He should have known she’d try something like this, the security chief told himself. He should have known.

He scowled. Asmund could be anywhere on the Enterprise now. Absolutely anywhere. He had no choice but to have his people comb the ship for her, inch by inch.

And Morgen…he had to contact the Daa’Vit, alert him to—

“Lieutenant Worf?”

The Klingon turned at the sound of his name. He was a little startled to see Morgen standing there, casting a curious eye over the proceedings.

“Is something wrong?” the Daa’Vit asked innocently.

Worf’s scowl deepened. “That,” he growled, “is one way of putting it.”

The bleeding from her temple had stopped, but Asmund’s head hurt mercilessly. Taking a deep breath, she leaned back against the cargo container and tried to put her thoughts in order.

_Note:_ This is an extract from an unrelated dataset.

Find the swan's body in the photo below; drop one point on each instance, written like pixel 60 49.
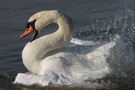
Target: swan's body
pixel 34 52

By now, she thought, they would have found the communicator in the turbolift. And begun the search in earnest.

But it was too late. Avoiding the use of the lifts completely, she’d found an entrance to the cargo bays on Deck Thirty-eight and slipped inside.

Fortunately, the bay’s manifest had told her it had the kind of cargo she needed. And the Enterprise crew had been every bit as efficient as it was reputed to be; the dolacite containers she sought were all in their proper locations.

Used extensively these days to line the insides of warp nacelles, dolacite was the only substance routinely carried on Federation starships that could foil internal sensor systems. By hiding among containers full of the stuff, Asmund had effectively rendered herself invisible to the ship’s internal security systems.

She glanced at the phaser in her lap. Picking it up, she felt its reassuring heft.

Under other circumstances, it might have been a liability to her. After all, every phaser was hooked in with the ship’s computer—to prevent the use of power levels at which a random blast could punch through a hull wall. And with that kind of hookup, it wasn’t all that difficult to scan the Enterprise for phaser locations—there were only a few dozen of them on board.

It was certainly a lot easier than trying to find a single human bio-profile among a mostly-human population of more than a thousand individuals.

But the dolacite protected her from that kind of detection as well. Which was a good thing. She needed the phaser.

You’ve bought yourself some time, she mused. You’d better put it to good use.

If only her head didn’t hurt so much.

All in all, Beverly decided, they’d been pretty fortunate. Not only had Simenon’s strategy gotten them out of the slipstream, but they had avoided any truly serious injuries. The worst was a compound fracture of the leg, suffered by a man named Starros—one of the security officers who had been watching Idun Asmund. Nor had sickbay sustained any damage; there wasn’t even a tricorder out of place.

Of course, Asmund had escaped in the course of the beating the ship had taken. And according to Worf, she was armed with a phaser and dangerous as hell.

But so what? They were also in Romulan space, in peril of being blasted to atoms or—if Fate was kind—merely becoming prisoners of the Empire.

Somewhere along the line, the doctor had decided it wasn’t worth getting scared. And so, when the last of those injured in the attempt to break free of the slipstream had been treated, she’d decided to return to her cabin, and enjoy some much-needed rest.

As soon as she stepped out of the lift, Beverly noted the beefed-up security presence in the vicinity of her door. She asked what it was about.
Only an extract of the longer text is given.